Dans son rapport annuel, la Cour des comptes formule plusieurs recommandations pour développer les services publics numériques en santé, domaine qu'elle juge en progrès mais avec des résultats très inégaux ou trop timides. Ces outils regroupent notamment les téléservices de l'assurance-maladie, le dossier médical partagé (DMP), la messagerie sécurisée de santé et, au-delà, l'écosystème lié aux données de santé.
Boîte aux lettres et coquilles vides
Les échanges numériques en santé ont été encadrés en 2002 afin de sécuriser les communications professionnels. Fin novembre 2017, 78 % des généralistes libéraux et seulement 42 % des spécialistes disposaient d'une messagerie sécurisée. Afin d'assurer l'interopérabilité entre ces outils, l'Agence des systèmes d'information partagés de santé (ASIP) a mis sur les rails fin 2016 sa propre messagerie sécurisée – la MS Santé – pour un coût de 11,4 millions d'euros fin 2016. Le bilan de cet espace national d'échange (qui réunit des services de messagerie électronique souvent privés) se révèle mitigé.
Seulement 900 établissements et 53 000 « boîtes aux lettres » ont été raccordés à la MS Santé en avril 2017. Un bilan « trop limité » par rapport à l'importance du nombre de professionnels et établissement de soins, tranche la Cour. À cela s'ajoute, les 70 000 utilisateurs du service privé Apycript, plus ancien, dont le raccordement à l'espace national d'échange est « encore en chantier ».
DMP, attentisme coûteux
Les sages de la rue Cambon ne sont guère plus cléments avec le dossier médical personnel puis partagé (DMP). L'ex-dossier médical personnel (DMP), instauré en 2004 mais rendu accessible seulement en 2011, a rapidement abouti à des coûts considérables – 210 millions d'euros – pour seulement 158 000 dossiers créés en 2012 dont 89 500 coquilles vides ! Le déploiement avait donc été suspendu fin 2012, avant une période d'« attentisme coûteux », tacle la Cour.
Après cet échec, la gestion du DMP (désormais partagé) a été transférée à l'assurance-maladie en 2017. La Cour salue depuis une relance assortie de « premiers résultats non négligeables ». Depuis avril 2017, environ 10 000 dossiers par semaine ont été créés dans les neuf départements dans lesquels il a été déployé dans un premier temps. La création au travers des logiciels professionnels a fortement diminué et a été compensée, quantitativement, par la hausse des créations sur Internet et dans les caisses.

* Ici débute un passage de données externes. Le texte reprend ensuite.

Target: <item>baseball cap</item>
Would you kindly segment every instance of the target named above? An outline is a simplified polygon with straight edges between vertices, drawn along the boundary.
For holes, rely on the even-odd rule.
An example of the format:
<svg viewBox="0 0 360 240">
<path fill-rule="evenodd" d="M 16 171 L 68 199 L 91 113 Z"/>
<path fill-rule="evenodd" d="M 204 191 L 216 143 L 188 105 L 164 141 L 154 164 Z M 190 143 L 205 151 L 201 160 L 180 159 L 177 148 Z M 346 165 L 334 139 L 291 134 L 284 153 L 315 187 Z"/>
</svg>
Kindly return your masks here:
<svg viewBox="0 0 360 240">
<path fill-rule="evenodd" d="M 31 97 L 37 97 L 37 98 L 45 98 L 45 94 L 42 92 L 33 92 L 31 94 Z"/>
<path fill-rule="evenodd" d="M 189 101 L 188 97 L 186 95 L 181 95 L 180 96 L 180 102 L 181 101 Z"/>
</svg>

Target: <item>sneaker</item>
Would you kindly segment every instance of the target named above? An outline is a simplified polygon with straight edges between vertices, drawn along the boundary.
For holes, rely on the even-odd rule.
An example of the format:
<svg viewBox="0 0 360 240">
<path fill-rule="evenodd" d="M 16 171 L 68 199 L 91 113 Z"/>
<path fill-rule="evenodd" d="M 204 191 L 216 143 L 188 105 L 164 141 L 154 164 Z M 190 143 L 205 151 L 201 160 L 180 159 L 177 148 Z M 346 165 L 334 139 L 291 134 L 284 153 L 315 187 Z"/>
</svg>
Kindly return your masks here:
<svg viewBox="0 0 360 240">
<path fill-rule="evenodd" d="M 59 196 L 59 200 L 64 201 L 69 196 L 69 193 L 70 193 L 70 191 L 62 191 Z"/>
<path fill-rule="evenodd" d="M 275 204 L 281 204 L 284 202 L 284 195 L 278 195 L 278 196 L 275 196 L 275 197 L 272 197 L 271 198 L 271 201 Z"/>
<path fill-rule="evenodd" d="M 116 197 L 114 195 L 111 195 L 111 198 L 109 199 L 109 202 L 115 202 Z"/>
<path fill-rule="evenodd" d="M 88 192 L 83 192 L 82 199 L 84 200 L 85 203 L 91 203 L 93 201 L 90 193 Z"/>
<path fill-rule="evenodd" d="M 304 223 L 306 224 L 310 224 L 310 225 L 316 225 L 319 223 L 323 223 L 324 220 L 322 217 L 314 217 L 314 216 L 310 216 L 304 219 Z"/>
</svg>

Points d'alerte cependant : la consultation de documents par les professionnels stagne. « L'entrée du DMP dans les usages des professionnels reste le principal enjeu », lit-on. Et l'ouverture du DMP conditionnée au consentement du patient « constitue une limitation à sa généralisation complète ».
Sécurité et interopérabilité insuffisantes
La dématérialisation des feuilles de soins est saluée par la Cour mais ses résultats restent incomplets. La proportion de FSE a grimpé (79 % en 2005, 86 % en 2009 et 95 % aujourd'hui soit 1,4 milliard de FSE par an), pour des gains d'efficience évalués à 1 485 équivalents temps plein (ETP) entre 2012 et 2016. « Le passage à 100 % de dématérialisation plus de 20 ans après la fixation de cet objectif n'est toujours pas atteint, la mise en place de pénalisations financières restant écartées par les pouvoirs publics », déplore la Cour. Autre essai à concrétiser : les avis d'arrêt de travail en ligne sont passé de 8 % à 22 % entre 2012 et 2016, ce qui laisse des « gains élevés encore à mobiliser ».
Pour les sages de la rue Cambon, l'enjeu de la sécurité doit être intégré de manière prioritaire au sein des chantiers numériques, ce qui n'est toujours pas le cas. Parmi les établissements publics de santé, un sur six ne dispose pas encore de politique de sécurité des systèmes d'information, pointe l'institution.
L'interopérabilité entre services numériques (libéraux et hospitaliers) reste en partie lacunaire », regrette la Cour. « Les données doivent pouvoir être transmises depuis le logiciel hospitalier comme un logiciel professionnel de santé libéral et traitées de manière à permettre le suivi de chaque patient dans l'évolution de ses prises en charge », peut-on lire.
Autre carence : l'absence de système unifié d'identité numérique des assurés entre le numéro de Sécurité sociale (NIR) pour la facturation, l'identifiant spécifique utilisé par les établissements, les projets de l'ASIP santé, etc. La loi de santé de 2016 a certes prévu l'utilisation du NIR comme identifiant national de santé unique... mais pas avant 2020.